1) A recent study by McCue and Bailit directly compared publicly-traded with non-publicly traded Medicaid Managed Care plans and found “publicly traded plans that focused primarily on Medicaid enrollees paid out the lowest percentage of their Medicaid premium revenues in medical expenses and reported the highest percentage in administrative expenses across different types of health plans. The publicly traded plans also received lower scores for quality-of care measures related to preventive care, treatment of chronic conditions, members’ access to care, and customer service.”

2) The state of Connecticut recently ended their contracts with multiple managed care organizations (MCOs) after an independent investigation, citing concerns about insufficient transparency regarding allocation of funds and burgeoning administrative costs.

I spoke with a few physicians who provide care to a large population of patients with Medicaid about differences they’ve noticed with the Managed Care companies vs fee for service. These companies seem to increase administrative burden on physicians by ensuring “quality measures” are met. A few examples – reminders to place patients on ACE inhibitors (when many of the patients are already on these medications, but just not registered by the company), or “Members who turned 15 months old during measurement year and had at least 6 well child visits since birth.” While important aspects to consider, it’s easy to see how satisfying them may not necessarily lead to better outcomes (but give the appearance of such to policymakers). It’s even easier to see how these may balloon into huge administrative bloat for already busy doctors.

Still, many states are expected to increase their involvement with private insurance companies in expanding Medicaid.  Why?
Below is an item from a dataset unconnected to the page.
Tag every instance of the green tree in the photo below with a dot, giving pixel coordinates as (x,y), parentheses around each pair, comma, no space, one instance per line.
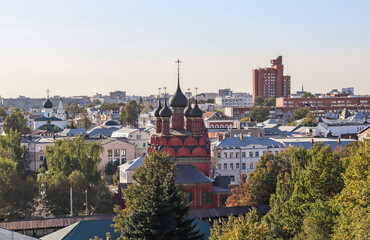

The myth persists that private companies, because they are subject to the invisible hand, will streamline administrative costs and improve quality or risk failure. All available evidence points to the contrary, because healthcare does not function like other markets. 

 

Medicaid Managed Care proponents say that coordinating care of people with chronic diseases/conditions is necessary to help them navigate the confusing system and keep them out of the hospital living longer, healthier lives. How could any multi-payer system possibly do that better, and with less administrative burden, than a single payer one? That would allow for the optimum, most efficient coordination of care, as well as quality evaluation.

Let’s work to keep an eye on further privatization of Medicaid. An example of an organization doing just this is Community Catalyst, a consumer advocacy group that conducts research and writes publications about healthcare reform, including Medicaid Managed Care. 

When these market-based experiments fail, we need advocates to step in swiftly with evidence-based explanations in order to prevent the needless suffering of patients and further waste of taxpayer money.